During the week, Israeli forces arrested three Palestinian men east of Al Maghazi Camp, and southeast of Rafah, reportedly while they were attempting to infiltrate into Israel.

One Palestinian killed and another injured by detonation of explosive remnants of war

On 1 March, a 21-year-old Palestinian was killed and his 17-year-old brother severely injured by Explosive Remnants of War (ERW) which detonated while they were gathering sand from the remnants of a destroyed house in Al Shouka, east of Rafah, for the reconstruction of their home. This brings the number of fatalities due to ERW since the ceasefire of August 2014 to 11, including one child, and the number of injuries to 40, including 16 children.

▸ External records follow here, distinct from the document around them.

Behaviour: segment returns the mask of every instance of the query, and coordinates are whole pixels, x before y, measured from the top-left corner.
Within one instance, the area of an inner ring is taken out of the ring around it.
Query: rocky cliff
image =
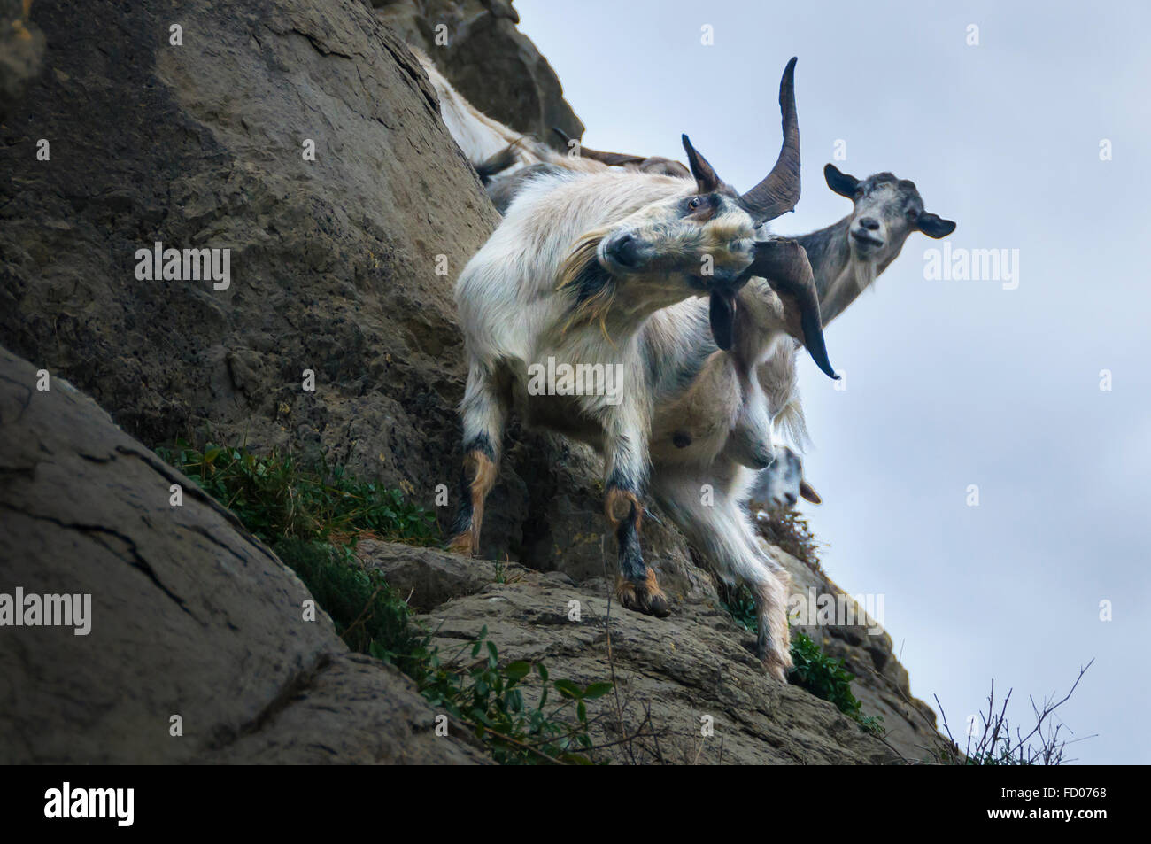
[[[33,58],[0,46],[0,592],[91,593],[97,619],[84,638],[0,629],[0,706],[16,715],[0,761],[483,761],[434,740],[436,710],[322,614],[302,624],[303,584],[148,449],[322,456],[429,507],[455,489],[451,283],[497,216],[404,39],[439,61],[427,39],[444,22],[445,71],[478,105],[526,130],[581,126],[495,0],[90,7],[77,28],[37,0]],[[140,277],[157,243],[229,250],[227,283]],[[618,761],[923,755],[886,634],[809,631],[859,676],[885,745],[762,675],[658,514],[646,537],[674,615],[609,610],[597,472],[587,449],[513,424],[485,524],[500,564],[366,540],[360,563],[441,642],[486,625],[504,660],[613,675],[615,721],[596,729],[665,736]],[[178,514],[174,482],[191,497]],[[838,592],[777,553],[798,584]],[[174,714],[195,740],[169,742]],[[699,740],[702,715],[716,742]]]

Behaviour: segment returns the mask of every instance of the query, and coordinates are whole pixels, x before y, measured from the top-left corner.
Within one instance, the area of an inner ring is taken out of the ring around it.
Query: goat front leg
[[[722,463],[704,472],[665,472],[657,466],[651,478],[656,501],[704,558],[711,571],[727,584],[742,580],[755,599],[759,636],[756,655],[776,679],[786,682],[792,667],[787,629],[791,576],[755,539],[747,514],[732,495],[734,466]]]
[[[671,615],[668,596],[655,572],[643,563],[640,491],[647,478],[647,436],[639,415],[622,410],[615,424],[605,426],[605,480],[603,509],[619,546],[616,599],[626,609],[665,618]]]
[[[464,466],[459,477],[459,507],[448,549],[457,554],[480,553],[483,502],[496,482],[500,448],[508,406],[490,370],[473,362],[467,389],[459,405],[464,421]]]

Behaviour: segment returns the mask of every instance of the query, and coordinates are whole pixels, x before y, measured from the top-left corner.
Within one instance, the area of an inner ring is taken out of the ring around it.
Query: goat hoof
[[[654,615],[656,618],[666,618],[671,615],[671,603],[656,583],[651,569],[647,570],[647,576],[642,580],[619,578],[616,581],[616,599],[625,609],[635,613]]]
[[[755,645],[755,655],[763,662],[763,669],[768,672],[768,676],[773,677],[780,683],[787,682],[787,669],[792,667],[790,653],[780,652],[760,638]]]

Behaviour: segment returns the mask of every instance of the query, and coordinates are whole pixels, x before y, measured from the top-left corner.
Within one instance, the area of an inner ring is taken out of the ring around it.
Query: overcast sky
[[[824,499],[805,512],[829,575],[885,595],[913,693],[937,694],[956,735],[992,678],[1022,721],[1027,695],[1061,697],[1093,657],[1060,712],[1098,737],[1068,755],[1151,761],[1151,7],[516,7],[588,146],[683,158],[686,131],[746,189],[778,153],[779,75],[798,55],[803,197],[775,230],[851,211],[822,176],[839,139],[840,169],[910,178],[959,223],[944,242],[913,235],[829,328],[846,389],[805,358],[807,477]],[[946,242],[1017,249],[1017,288],[925,280],[925,250]]]

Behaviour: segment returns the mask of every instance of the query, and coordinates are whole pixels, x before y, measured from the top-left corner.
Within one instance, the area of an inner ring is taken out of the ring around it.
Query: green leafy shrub
[[[439,653],[429,654],[419,682],[428,702],[470,724],[501,765],[590,765],[594,746],[586,701],[610,692],[611,683],[581,687],[552,680],[541,663],[511,662],[501,668],[500,653],[487,636],[485,626],[471,642],[472,663],[464,670],[455,667],[455,660],[445,667]],[[532,680],[539,689],[534,706],[524,699],[524,686]],[[558,699],[549,707],[552,692]],[[563,717],[569,712],[573,720]]]

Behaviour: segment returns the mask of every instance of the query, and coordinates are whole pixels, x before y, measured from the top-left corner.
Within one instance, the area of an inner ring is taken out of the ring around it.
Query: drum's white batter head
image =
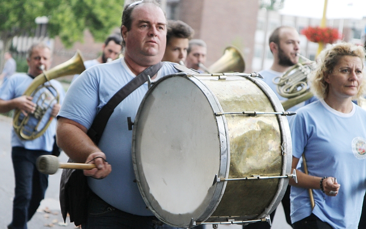
[[[173,77],[158,86],[141,104],[134,127],[138,181],[151,210],[186,225],[213,195],[220,165],[218,125],[192,81]]]

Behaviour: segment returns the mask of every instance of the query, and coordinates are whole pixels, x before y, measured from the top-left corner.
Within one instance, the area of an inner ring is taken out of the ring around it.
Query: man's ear
[[[272,51],[272,53],[278,52],[278,45],[273,41],[269,43],[269,49]]]
[[[128,31],[127,31],[127,28],[125,25],[122,25],[121,26],[121,35],[122,35],[122,38],[123,38],[124,40],[125,40],[125,38],[126,36],[127,36],[127,33]]]
[[[324,74],[324,81],[325,82],[327,82],[328,83],[329,83],[329,74],[325,73],[325,72],[323,73],[323,74]]]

According to the UN Mine Action Service (UN-MAS), some 7,000 ERW continue to contaminate areas in Gaza, with children, humanitarian workers, rubble-removal workers, scrap collectors, construction workers, internally displaced persons (IDPs) returning to their damaged homes, and farmers working and/ or living in the Access Restricted Areas at highest risk of injury.

Rafah crossing between Gaza and Egypt remains closed

The Rafah Crossing between Gaza and Egypt remained closed during the entire reporting period. An estimated 30,000 Palestinians are waiting to cross into Egypt, including patients and students. Of this number, 17,000 are registered at the Palestinian Ministry of Interior in Gaza as having priority to travel.

The Rafah Crossing was last opened in both directions between 20 and 22 January, including for a humanitarian convoy of medical and food supplies. During the whole of 2014, the Rafah Crossing was opened on 158 days, allowing 97,690 people to pass in both directions, compared to 262 days and 302,240 people crossing in both directions in 2013.

Multiple demonstrations across the Gaza Strip

The widespread frustration over the deteriorating situation resonated in 17 protests and demonstrations held across the Gaza Strip this week. The main issues raised included the slow pace of reconstruction, the non-payment of salaries to public employees, the ongoing closure of the Rafah crossing, and the longstanding blockade. No violent incidents were reported.